SOURCE:  Pasquale Cicalese   (traduction COMAGUER).  Vendredi 31 Octobre 2014   http://comaguer.over-blog.com    Bulletin n° 277 – semaine 46 – 2014

Ajoutez ici un deuxième avertissement à l’Italie: sa position géographique centrale équivaut, à ce moment-ci, à une difficulté  géopolitique et s’ajoute à notre vulnérabilité économique. Dans ces conditions, éviter une scission entre l’Atlantique et l’Eurasie est décisif pour l’Italie. Notre pays est en effet susceptible d’être plus qu’un carrefour, une intersection dangereuse. Sur notre péninsule, encore économiquement dominée par les relations intra-européennes, s’ajoute maintenant l’impact conjoint de quatre facteurs externes: les flux  des personnes viennent principalement d’Afrique; le gaz en vient aussi et surtout de la Russie (ainsi que de la Méditerranée); de nouveaux investissements venus de Chine; la protection militaire est encore en grande partie assurée par les États-Unis.
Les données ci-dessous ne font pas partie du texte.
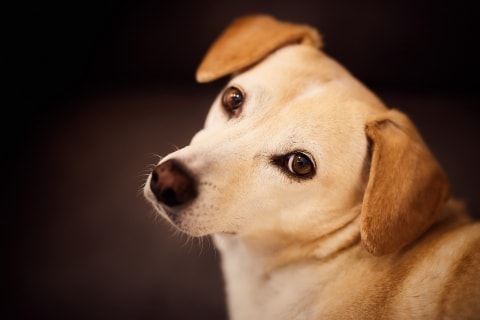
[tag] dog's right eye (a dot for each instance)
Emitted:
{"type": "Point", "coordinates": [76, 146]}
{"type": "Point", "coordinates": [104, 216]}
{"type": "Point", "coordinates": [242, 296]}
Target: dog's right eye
{"type": "Point", "coordinates": [232, 100]}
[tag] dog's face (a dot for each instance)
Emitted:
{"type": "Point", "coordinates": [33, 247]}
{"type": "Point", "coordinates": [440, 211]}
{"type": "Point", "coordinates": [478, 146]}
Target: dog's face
{"type": "Point", "coordinates": [286, 149]}
{"type": "Point", "coordinates": [280, 153]}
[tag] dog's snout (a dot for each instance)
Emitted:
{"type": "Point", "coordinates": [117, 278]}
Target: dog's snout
{"type": "Point", "coordinates": [172, 184]}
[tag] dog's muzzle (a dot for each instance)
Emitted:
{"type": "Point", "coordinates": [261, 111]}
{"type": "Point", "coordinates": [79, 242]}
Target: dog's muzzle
{"type": "Point", "coordinates": [172, 184]}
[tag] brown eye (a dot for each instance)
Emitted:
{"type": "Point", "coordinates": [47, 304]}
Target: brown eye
{"type": "Point", "coordinates": [232, 100]}
{"type": "Point", "coordinates": [300, 164]}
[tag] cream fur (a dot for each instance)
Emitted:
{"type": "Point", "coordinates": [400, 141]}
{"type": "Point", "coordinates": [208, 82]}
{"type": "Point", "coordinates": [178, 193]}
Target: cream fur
{"type": "Point", "coordinates": [370, 236]}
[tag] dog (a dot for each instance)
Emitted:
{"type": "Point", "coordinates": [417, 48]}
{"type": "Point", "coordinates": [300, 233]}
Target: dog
{"type": "Point", "coordinates": [323, 202]}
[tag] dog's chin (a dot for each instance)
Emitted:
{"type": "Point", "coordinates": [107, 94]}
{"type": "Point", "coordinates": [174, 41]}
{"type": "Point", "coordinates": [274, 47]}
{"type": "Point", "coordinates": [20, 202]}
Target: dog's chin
{"type": "Point", "coordinates": [179, 218]}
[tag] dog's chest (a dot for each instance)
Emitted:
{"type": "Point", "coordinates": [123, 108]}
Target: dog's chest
{"type": "Point", "coordinates": [253, 293]}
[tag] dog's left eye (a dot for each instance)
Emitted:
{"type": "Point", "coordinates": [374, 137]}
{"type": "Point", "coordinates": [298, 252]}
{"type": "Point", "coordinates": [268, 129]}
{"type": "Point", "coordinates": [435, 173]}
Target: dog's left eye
{"type": "Point", "coordinates": [298, 164]}
{"type": "Point", "coordinates": [232, 100]}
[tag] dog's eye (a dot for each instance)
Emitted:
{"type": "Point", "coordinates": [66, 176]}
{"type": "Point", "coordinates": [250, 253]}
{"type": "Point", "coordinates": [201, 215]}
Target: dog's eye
{"type": "Point", "coordinates": [300, 164]}
{"type": "Point", "coordinates": [232, 100]}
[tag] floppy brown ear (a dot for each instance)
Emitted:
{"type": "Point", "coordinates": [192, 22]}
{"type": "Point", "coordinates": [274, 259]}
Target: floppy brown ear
{"type": "Point", "coordinates": [248, 40]}
{"type": "Point", "coordinates": [406, 187]}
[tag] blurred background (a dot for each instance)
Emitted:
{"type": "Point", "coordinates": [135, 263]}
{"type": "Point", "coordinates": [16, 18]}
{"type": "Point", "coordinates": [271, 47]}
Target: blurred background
{"type": "Point", "coordinates": [99, 89]}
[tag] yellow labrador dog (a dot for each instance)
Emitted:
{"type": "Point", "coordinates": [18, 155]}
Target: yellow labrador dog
{"type": "Point", "coordinates": [323, 203]}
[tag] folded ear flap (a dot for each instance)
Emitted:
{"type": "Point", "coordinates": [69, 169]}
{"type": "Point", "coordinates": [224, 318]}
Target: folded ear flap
{"type": "Point", "coordinates": [406, 187]}
{"type": "Point", "coordinates": [248, 40]}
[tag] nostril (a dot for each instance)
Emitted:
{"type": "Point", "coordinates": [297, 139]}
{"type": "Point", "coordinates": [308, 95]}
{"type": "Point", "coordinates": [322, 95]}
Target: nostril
{"type": "Point", "coordinates": [172, 184]}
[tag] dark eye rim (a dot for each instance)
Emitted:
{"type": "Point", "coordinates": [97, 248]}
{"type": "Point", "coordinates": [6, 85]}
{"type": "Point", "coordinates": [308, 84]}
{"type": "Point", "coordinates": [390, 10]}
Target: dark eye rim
{"type": "Point", "coordinates": [233, 110]}
{"type": "Point", "coordinates": [281, 161]}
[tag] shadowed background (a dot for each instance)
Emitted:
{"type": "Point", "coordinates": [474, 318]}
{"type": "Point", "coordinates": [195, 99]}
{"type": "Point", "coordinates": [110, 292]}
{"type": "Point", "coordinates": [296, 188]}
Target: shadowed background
{"type": "Point", "coordinates": [101, 88]}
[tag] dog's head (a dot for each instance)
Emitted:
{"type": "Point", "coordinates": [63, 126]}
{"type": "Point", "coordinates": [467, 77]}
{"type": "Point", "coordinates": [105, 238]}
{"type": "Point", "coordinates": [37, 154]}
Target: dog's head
{"type": "Point", "coordinates": [295, 145]}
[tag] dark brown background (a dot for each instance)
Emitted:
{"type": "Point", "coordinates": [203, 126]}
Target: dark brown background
{"type": "Point", "coordinates": [100, 87]}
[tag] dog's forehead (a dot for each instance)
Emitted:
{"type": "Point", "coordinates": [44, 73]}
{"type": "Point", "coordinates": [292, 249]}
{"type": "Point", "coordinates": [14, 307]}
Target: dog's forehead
{"type": "Point", "coordinates": [304, 77]}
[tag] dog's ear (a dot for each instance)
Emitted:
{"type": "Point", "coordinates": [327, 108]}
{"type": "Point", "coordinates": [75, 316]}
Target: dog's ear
{"type": "Point", "coordinates": [248, 40]}
{"type": "Point", "coordinates": [406, 186]}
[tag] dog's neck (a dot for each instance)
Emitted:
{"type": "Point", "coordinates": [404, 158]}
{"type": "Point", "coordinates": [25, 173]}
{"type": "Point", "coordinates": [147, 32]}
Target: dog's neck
{"type": "Point", "coordinates": [254, 266]}
{"type": "Point", "coordinates": [273, 251]}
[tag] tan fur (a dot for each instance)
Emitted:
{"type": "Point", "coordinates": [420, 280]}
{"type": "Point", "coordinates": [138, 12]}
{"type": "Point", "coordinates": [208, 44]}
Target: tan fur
{"type": "Point", "coordinates": [373, 234]}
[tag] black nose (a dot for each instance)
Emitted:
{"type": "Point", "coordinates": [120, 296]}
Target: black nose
{"type": "Point", "coordinates": [172, 184]}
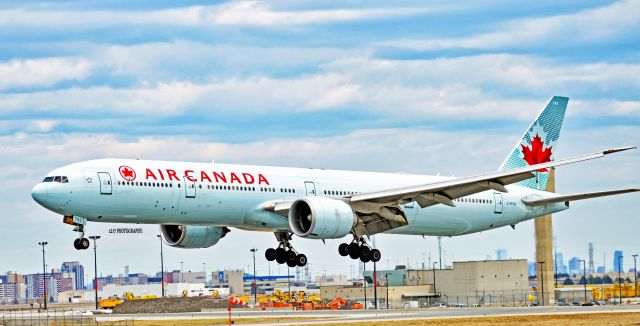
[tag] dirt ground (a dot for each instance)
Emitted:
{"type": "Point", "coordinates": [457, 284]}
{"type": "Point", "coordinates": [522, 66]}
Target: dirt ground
{"type": "Point", "coordinates": [626, 319]}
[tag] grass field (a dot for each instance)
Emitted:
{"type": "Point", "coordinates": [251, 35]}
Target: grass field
{"type": "Point", "coordinates": [626, 319]}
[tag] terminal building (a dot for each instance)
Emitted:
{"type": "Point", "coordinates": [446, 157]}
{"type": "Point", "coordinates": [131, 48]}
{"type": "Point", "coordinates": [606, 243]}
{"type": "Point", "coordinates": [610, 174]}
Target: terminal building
{"type": "Point", "coordinates": [494, 282]}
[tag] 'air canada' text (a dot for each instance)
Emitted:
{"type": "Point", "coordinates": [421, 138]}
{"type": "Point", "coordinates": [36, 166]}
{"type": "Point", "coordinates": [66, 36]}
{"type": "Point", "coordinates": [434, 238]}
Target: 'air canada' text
{"type": "Point", "coordinates": [203, 176]}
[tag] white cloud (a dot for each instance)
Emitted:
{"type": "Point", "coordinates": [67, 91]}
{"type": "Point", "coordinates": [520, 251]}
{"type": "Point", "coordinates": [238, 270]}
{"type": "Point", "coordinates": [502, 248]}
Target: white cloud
{"type": "Point", "coordinates": [590, 25]}
{"type": "Point", "coordinates": [236, 13]}
{"type": "Point", "coordinates": [19, 73]}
«Afrique, Russie, Chine, États-Unis. L’Italie est non seulement sur- exposée à l’est et au sud; elle est en elle-même un pays de failles. Oui de failles. Elle vit aux crochets  d’une Europe qui, un temps, a fonctionné comme une contrainte mais comme un antidote à des emplacements  trop incertains; aujourd’hui elle est avant tout une contrainte, que d’une certaine manière l’Italie à la recherche de rivages étrangers, est en effet poussée à affronter, sous l’impact de la crise économique. Dans une sorte de  cercle vicieux, plus le centre de l’Europe regarde avec méfiance  la fragilité de l’Italie, plus  les failles s’élargissent. Gérer une  traversée risquée n’est pas facile. »  (Marta Dassù : « Retour sur la Route de la Soie » – Reuters 17 Octobre, 2014) 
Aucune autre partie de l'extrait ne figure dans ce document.